Announcing: Search Inside Your Videos with Greater Accuracy
In the enterprise and in higher education, video content that can’t be searched has little value.
The majority of business and academic video content is long-form. Town hall meetings are often 30-60 minutes in length. Recorded classroom lectures typically run an hour. Online training videos can range from 15 minutes to well over an hour. According to Cisco, long-form video made up 64% of all video traffic in 2014, a figure that is expected to grow.
With long-form video, traditional “YouTube-style” search is insufficient. Even if videos are extensively tagged, YouTube-style search can only help users find the start of the video. It doesn’t help them find the specific points in the video where their search term actually appears.
Finding content inside a video’s talk track and other presented materials is the challenge of enterprise video search. It’s what makes a 15, 30, or 60-minute video valuable because it allows employees to search and quickly access the content as easily as they would in email, documents or web pages.
In 2014, Panopto launched Smart Search to address the shortcomings of traditional video indexing. Smart Search automatically indexes words in the presenter’s talk track (a process called automatic speech recognition or ASR) and all words that appear in the video (a process called optical character recognition or OCR). OCR is particularly important for business and academic videos, which typically include formal presentation materials or on-screen demonstrations.

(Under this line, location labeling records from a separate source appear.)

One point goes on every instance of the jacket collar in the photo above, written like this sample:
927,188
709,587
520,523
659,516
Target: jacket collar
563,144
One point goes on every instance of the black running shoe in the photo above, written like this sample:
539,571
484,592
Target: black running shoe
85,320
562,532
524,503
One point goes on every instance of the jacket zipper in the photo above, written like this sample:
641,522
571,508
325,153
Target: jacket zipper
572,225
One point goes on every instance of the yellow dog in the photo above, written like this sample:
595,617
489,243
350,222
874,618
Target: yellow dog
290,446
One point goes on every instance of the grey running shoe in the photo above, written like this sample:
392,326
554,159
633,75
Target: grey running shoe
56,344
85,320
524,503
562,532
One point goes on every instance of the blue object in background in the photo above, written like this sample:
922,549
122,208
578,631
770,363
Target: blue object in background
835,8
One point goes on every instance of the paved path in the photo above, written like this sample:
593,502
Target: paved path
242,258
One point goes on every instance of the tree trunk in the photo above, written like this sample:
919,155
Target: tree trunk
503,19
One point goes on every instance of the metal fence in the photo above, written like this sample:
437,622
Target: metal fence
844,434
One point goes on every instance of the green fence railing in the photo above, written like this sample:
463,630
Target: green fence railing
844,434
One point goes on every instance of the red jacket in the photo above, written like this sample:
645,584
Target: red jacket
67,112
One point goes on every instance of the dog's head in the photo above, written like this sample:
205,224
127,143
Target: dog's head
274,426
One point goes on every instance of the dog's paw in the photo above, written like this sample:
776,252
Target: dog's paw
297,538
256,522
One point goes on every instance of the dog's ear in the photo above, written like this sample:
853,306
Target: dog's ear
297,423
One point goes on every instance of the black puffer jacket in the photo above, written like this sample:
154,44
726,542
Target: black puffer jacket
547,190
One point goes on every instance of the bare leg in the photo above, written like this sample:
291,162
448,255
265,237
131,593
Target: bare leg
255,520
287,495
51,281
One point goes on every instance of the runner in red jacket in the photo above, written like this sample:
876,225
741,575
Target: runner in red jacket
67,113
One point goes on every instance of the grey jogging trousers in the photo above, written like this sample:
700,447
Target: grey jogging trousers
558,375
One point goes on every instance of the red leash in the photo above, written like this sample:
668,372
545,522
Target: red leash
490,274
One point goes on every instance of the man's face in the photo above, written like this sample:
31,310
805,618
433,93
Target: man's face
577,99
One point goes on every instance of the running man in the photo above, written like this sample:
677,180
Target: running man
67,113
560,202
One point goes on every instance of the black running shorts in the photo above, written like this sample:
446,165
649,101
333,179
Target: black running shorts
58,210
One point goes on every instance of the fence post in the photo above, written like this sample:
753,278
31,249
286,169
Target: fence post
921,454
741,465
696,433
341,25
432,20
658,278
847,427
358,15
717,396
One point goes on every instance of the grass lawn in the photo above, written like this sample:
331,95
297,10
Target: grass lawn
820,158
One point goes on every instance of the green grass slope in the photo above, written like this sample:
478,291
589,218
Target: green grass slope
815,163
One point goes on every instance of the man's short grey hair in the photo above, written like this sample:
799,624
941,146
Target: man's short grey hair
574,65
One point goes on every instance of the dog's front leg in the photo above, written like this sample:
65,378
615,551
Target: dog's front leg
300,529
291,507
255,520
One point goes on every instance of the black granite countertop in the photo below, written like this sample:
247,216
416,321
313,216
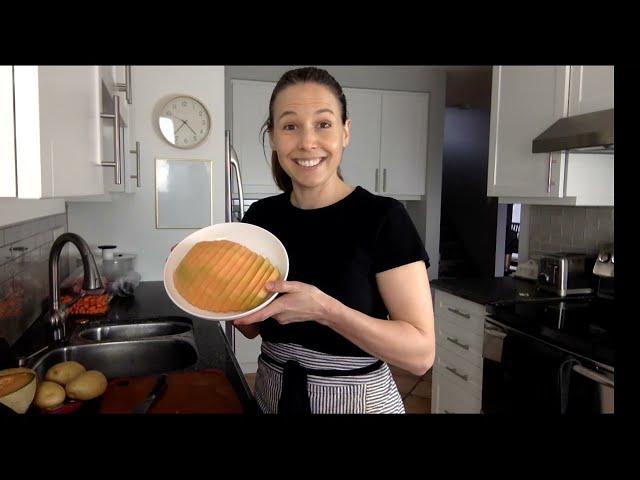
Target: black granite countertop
151,300
490,290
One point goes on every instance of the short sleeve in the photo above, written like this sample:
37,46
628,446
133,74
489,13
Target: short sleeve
397,242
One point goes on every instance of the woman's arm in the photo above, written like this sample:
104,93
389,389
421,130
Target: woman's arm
408,341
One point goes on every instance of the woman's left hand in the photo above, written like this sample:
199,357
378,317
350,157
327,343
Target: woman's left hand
300,303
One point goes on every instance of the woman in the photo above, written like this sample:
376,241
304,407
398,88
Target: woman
357,296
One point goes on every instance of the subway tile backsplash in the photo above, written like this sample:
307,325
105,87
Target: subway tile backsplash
24,276
569,229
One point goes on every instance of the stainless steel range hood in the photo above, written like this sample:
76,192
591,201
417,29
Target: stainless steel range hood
587,133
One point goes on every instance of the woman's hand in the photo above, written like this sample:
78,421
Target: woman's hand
300,303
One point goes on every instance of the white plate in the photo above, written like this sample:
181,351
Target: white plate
255,238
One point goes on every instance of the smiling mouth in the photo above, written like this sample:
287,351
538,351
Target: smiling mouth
309,162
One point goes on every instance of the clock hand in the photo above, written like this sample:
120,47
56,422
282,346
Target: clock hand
190,128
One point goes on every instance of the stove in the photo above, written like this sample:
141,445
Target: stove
581,325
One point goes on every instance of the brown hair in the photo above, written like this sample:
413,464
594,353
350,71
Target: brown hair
293,77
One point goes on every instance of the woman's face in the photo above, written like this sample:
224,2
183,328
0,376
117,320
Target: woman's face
308,133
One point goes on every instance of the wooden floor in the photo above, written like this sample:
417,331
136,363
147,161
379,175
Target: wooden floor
415,391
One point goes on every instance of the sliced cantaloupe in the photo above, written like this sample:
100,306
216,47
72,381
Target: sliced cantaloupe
223,276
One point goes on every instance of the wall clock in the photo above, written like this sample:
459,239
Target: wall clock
184,121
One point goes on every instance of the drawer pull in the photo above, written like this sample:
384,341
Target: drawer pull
458,312
455,372
456,342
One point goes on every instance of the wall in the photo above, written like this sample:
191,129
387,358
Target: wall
554,229
425,213
24,280
464,186
128,221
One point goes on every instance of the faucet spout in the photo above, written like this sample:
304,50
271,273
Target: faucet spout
92,279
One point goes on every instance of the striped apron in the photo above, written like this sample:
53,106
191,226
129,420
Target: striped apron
333,384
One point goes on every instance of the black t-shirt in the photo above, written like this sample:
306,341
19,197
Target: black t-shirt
339,249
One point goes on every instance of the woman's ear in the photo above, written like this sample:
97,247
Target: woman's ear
271,140
347,133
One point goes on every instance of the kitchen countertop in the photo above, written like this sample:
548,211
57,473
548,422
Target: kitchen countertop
151,300
490,290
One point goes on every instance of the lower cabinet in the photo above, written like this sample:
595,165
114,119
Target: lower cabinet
456,385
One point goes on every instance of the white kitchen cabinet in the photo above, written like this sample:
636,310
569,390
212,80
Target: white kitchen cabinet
8,187
457,370
387,153
526,100
403,158
361,159
250,111
591,88
57,131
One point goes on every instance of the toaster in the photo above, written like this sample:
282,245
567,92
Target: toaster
566,273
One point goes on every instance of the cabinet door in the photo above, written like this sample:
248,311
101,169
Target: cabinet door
127,137
250,111
57,131
7,132
591,88
403,149
361,159
525,101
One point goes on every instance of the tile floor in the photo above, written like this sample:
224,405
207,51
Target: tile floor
415,391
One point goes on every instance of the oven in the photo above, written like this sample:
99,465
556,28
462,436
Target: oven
524,373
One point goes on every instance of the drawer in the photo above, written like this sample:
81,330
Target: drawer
466,343
450,398
463,313
458,370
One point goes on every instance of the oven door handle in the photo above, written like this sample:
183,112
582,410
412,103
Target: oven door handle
593,375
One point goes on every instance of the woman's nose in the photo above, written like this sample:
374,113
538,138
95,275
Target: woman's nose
308,138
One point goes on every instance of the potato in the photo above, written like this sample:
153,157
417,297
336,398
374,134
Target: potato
87,385
49,395
64,372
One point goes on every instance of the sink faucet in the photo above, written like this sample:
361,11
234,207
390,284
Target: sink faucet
92,280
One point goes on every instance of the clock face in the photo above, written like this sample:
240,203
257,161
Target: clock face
184,122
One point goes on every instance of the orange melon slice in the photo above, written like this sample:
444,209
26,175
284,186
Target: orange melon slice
223,276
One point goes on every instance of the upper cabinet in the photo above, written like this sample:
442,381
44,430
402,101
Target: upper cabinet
387,153
119,144
57,120
526,100
250,111
591,89
8,186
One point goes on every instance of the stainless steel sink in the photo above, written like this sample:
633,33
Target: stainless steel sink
134,331
130,358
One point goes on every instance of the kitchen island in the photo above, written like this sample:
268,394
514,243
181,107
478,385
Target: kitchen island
151,301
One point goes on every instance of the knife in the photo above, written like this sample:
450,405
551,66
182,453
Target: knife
158,388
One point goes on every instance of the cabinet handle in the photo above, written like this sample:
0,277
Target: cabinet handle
137,152
455,372
456,342
126,87
116,141
458,312
549,176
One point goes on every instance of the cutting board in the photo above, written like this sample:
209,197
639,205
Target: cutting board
204,391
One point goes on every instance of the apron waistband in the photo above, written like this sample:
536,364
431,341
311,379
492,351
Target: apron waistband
327,372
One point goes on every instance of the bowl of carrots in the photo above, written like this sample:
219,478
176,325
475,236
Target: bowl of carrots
88,304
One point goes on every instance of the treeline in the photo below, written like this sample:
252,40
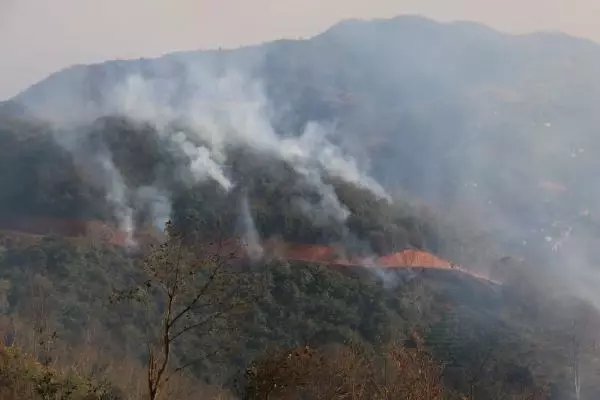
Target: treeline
39,177
63,301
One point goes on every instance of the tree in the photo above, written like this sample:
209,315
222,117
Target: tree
188,292
346,372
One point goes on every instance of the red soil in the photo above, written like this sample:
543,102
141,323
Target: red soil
332,255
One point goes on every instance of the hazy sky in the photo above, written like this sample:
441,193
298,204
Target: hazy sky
38,37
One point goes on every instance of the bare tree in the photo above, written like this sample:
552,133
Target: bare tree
189,292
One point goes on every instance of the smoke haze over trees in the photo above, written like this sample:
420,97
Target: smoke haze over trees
372,137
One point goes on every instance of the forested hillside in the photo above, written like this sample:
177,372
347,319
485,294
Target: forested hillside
129,188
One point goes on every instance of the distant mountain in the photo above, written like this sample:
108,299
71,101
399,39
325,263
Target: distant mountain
498,128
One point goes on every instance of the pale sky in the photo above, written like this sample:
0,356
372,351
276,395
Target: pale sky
38,37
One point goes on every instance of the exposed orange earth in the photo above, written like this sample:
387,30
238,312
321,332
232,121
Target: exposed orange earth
35,228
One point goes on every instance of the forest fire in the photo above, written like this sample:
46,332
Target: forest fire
273,248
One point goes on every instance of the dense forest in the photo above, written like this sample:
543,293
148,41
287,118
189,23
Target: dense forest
165,308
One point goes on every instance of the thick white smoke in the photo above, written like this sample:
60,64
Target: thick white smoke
116,195
232,110
251,236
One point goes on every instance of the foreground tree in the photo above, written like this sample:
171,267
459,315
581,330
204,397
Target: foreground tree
346,372
189,292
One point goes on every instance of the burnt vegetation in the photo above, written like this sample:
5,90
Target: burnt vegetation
183,317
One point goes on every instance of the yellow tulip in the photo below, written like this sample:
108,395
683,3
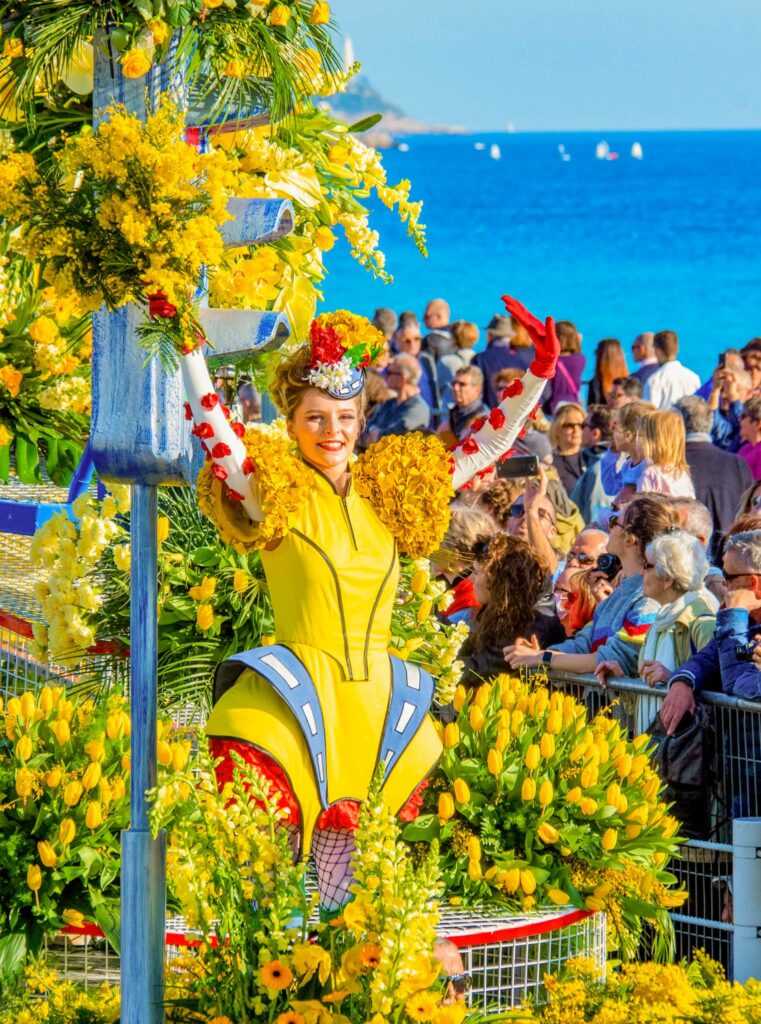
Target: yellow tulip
533,757
481,695
94,815
529,790
60,730
419,582
527,883
91,776
557,896
29,706
512,880
477,720
47,854
320,13
547,833
205,616
135,64
451,735
280,15
547,744
609,839
462,791
241,581
72,794
494,762
24,749
446,806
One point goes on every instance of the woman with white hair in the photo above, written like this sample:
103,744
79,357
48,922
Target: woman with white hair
674,574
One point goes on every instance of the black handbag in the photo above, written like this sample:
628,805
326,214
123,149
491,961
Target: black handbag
686,765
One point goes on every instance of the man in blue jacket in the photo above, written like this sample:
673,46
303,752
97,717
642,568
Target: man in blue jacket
726,664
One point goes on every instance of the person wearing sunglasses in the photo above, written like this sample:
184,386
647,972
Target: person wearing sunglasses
621,622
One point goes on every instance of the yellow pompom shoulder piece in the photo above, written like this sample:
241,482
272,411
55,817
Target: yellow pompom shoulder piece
407,478
282,486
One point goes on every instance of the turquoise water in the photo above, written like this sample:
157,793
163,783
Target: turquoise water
619,247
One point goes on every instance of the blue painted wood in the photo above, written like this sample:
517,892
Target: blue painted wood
235,334
257,220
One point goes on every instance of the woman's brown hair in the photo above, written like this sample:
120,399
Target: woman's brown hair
609,363
515,579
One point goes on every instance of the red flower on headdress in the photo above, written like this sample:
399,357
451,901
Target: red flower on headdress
326,345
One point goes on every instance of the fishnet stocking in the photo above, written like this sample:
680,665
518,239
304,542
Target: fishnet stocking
333,850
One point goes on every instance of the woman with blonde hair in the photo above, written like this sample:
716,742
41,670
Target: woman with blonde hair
565,437
661,440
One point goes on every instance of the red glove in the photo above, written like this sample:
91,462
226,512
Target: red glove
543,335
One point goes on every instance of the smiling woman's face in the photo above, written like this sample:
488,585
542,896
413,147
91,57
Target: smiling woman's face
326,430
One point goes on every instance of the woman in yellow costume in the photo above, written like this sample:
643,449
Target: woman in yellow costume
322,708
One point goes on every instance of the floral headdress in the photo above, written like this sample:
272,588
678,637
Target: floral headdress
342,345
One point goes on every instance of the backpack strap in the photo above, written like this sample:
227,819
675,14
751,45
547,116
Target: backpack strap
290,679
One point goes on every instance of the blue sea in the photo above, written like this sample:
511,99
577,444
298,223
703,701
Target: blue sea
617,246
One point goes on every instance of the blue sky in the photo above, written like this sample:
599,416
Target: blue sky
564,65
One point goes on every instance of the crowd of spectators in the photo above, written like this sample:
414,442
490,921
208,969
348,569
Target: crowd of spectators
633,549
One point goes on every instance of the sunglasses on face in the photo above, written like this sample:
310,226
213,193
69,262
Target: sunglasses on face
460,983
516,511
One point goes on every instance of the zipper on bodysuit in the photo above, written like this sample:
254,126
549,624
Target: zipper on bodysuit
348,522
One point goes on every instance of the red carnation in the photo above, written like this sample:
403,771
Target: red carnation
497,418
326,345
513,388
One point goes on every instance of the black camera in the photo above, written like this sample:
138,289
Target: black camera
744,651
608,565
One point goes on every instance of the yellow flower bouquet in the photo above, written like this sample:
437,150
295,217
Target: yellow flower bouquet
65,766
536,806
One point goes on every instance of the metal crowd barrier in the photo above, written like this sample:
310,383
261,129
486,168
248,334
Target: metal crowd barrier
707,921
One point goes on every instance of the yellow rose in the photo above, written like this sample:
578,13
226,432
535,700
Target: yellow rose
94,815
135,62
205,616
446,806
72,793
462,791
47,854
320,13
280,15
67,832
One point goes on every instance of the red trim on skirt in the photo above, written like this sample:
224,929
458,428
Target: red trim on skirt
342,814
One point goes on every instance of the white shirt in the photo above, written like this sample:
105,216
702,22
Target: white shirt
670,383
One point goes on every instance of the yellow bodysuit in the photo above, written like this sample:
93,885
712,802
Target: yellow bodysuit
332,578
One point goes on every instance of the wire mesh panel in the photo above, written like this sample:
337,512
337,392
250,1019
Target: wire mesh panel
507,956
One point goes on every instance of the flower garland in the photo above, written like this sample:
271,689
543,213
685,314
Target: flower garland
535,805
407,477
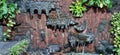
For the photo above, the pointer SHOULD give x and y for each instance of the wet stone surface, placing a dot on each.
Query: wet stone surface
(1, 32)
(21, 37)
(5, 46)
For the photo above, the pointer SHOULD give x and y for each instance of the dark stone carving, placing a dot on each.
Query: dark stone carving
(104, 47)
(81, 27)
(42, 35)
(80, 39)
(32, 6)
(101, 26)
(53, 48)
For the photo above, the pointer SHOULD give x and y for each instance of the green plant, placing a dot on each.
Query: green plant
(115, 30)
(7, 13)
(18, 48)
(100, 3)
(77, 8)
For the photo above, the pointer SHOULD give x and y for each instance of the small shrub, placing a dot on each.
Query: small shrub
(18, 48)
(100, 3)
(77, 8)
(115, 30)
(7, 13)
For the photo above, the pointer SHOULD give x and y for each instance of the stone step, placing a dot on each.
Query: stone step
(5, 46)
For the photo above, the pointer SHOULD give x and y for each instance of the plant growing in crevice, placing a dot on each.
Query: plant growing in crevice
(7, 14)
(77, 8)
(19, 47)
(100, 3)
(115, 30)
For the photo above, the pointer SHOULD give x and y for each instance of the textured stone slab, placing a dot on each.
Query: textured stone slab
(5, 46)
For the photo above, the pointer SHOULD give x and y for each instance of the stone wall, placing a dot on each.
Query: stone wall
(97, 22)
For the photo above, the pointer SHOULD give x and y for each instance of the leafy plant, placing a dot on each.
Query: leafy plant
(115, 30)
(7, 13)
(100, 3)
(18, 48)
(77, 8)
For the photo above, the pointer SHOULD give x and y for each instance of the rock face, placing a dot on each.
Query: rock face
(104, 47)
(60, 23)
(81, 27)
(101, 26)
(5, 46)
(27, 36)
(32, 6)
(53, 48)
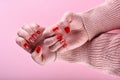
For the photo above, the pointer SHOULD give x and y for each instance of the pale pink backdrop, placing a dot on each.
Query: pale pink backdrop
(15, 63)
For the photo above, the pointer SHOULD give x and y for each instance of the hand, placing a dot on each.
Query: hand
(70, 34)
(30, 38)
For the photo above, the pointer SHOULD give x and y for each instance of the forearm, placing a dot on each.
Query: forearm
(103, 18)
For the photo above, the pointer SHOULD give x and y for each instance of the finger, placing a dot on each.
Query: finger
(28, 29)
(23, 43)
(50, 41)
(48, 32)
(55, 47)
(71, 22)
(22, 33)
(37, 55)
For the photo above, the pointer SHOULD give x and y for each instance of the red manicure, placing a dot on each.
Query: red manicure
(34, 36)
(38, 32)
(55, 29)
(59, 37)
(31, 39)
(65, 45)
(67, 29)
(26, 45)
(38, 49)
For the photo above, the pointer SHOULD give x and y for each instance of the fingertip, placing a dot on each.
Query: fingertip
(67, 30)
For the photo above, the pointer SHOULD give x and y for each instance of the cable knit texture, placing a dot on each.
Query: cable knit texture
(102, 53)
(102, 18)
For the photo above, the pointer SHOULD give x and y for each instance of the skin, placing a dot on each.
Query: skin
(78, 48)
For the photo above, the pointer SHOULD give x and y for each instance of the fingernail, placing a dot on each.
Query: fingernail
(67, 30)
(38, 32)
(26, 45)
(59, 37)
(55, 29)
(38, 49)
(31, 39)
(65, 45)
(34, 36)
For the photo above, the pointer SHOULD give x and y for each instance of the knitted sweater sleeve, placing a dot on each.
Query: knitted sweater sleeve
(103, 53)
(102, 18)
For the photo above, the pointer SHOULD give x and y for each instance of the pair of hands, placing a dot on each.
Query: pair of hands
(44, 44)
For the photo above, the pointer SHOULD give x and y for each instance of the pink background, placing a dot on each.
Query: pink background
(17, 64)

Today, we’re excited to announce an important update to Smart Search. In the next couple of days, customers on the Panopto cloud will notice significant improvements in the quality of OCR search results.
To provide a sense of the new algorithm’s accuracy, we created two tests. The first shows how well Panopto’s OCR handles text of gradually decreasing font size. On a 1920×1080 screen, character recognition was accurate down to, and including, 8-point font.
The second test shows the accuracy of Panopto’s OCR as contrast ratio decreases. In this case, the contrast ratio is measuring the luminance between the text and the background.
You’d expect text recognition to work well when the text is black (RGB 0, 0, 0) and the background is white (RGB 255, 255, 255). As the text color gets lighter , however, contrast ratio decreases. This makes it harder for OCR to accurately distinguish the text from the background.
In our test, we used 16-point font, which is the default size for desktop web browsers. We began with a contrast ratio of 21 (black text on a white background) and gradually decreased contrast ratio to 1.7 (RGB 200, 200, 200 on a white background). As context, a contrast ratio of 1.7 falls far below the W3C’s Web Content Accessibility Guidelines (WCAG 2.0), which specify that the presentation of text have a contrast ratio of no less than 4.5:1.
Yet, even at this low contrast ratio, Panopto’s OCR engine was able to accurately recognize 100% of the text.